むしろ、すごく寂しそうで。力の宿っていないものに見えた。
「ヒロさん? どうしました?」
「え、いや……」
「ヒロさんは、略奪愛とかは嫌いですか?」
「まあ、そうかもな……」
「大丈夫ですよ。私たちはずっと一緒です」
少しの不安に駆られていた俺の手をユキがそっと握る。
そして柔らかく笑いかけてくれた。
俺が世界で一番、信頼する笑顔だ。
「……さんきゅ」
「いえいえ」
そうしてユキはもう一度、俺に笑いかけてくれた。だから多分俺も、ユキに笑みを返した。

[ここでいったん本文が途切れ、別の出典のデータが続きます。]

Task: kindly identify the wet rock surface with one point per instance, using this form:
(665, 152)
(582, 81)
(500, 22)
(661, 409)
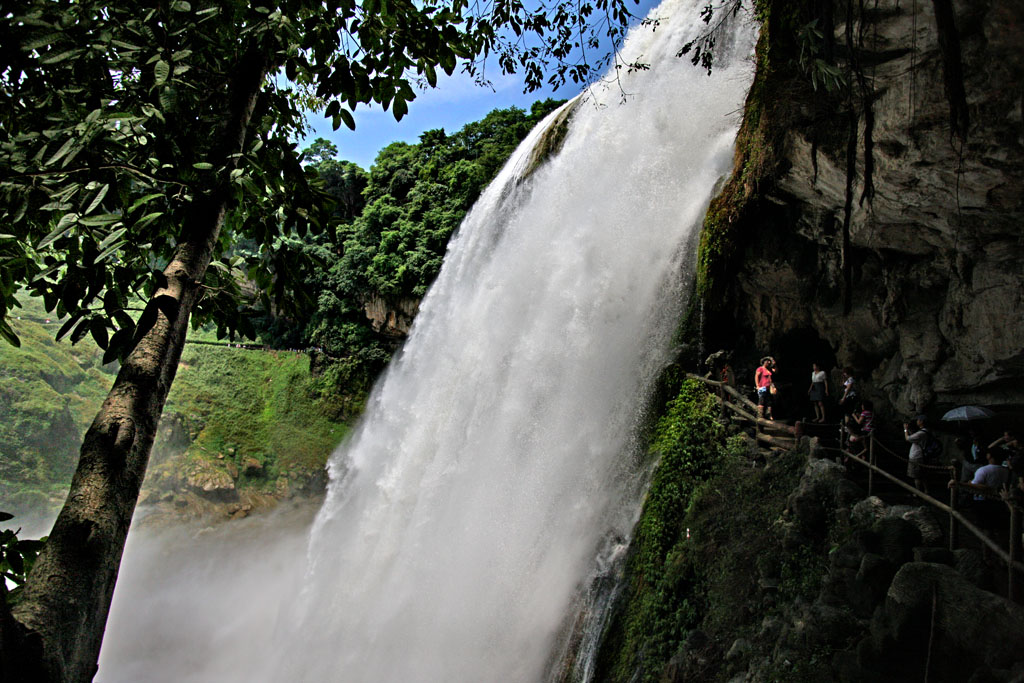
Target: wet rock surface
(934, 257)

「あっ。ヒロさん。星乃さんたち、お店を出るみたいですよ」
ユキが席を立つ。
「付いて行く気か?」
「気になるじゃないですかっ」
「おいおい……」
ユキに手を引かれて、星乃たちに続いて店を出た。
ユキと2人、星乃たちを尾行する。気分はストーカーさながらだ。
本当にこんなことをして良いのだろうか。
星乃にバレたら怒られそうだなぁ。
しかし、ユキにやめる気はないらしい。
むしろ興奮してきている目だ。
そこにはきっと好奇心もあるだろうけれど、なんだかんだ星乃のことが心配なのだろう。
そうして星乃たちを追いかけて行くと、いつかの公園に辿り着いた。
俺とユキの思い出の場所。つい先日の、お花見会場。
桜はもう散っていた。
深い緑が息づいている。
夕日に照らされて、オレンジと深緑が入り混じっている。それはそれで、とても綺麗な光景のように思えた。
星乃はどういうつもりで、この場所に来たのだろう。どういうつもりで、彼と会っているのだろう。
俺たちは隅の物陰から、幼馴染の男女を見つめていた。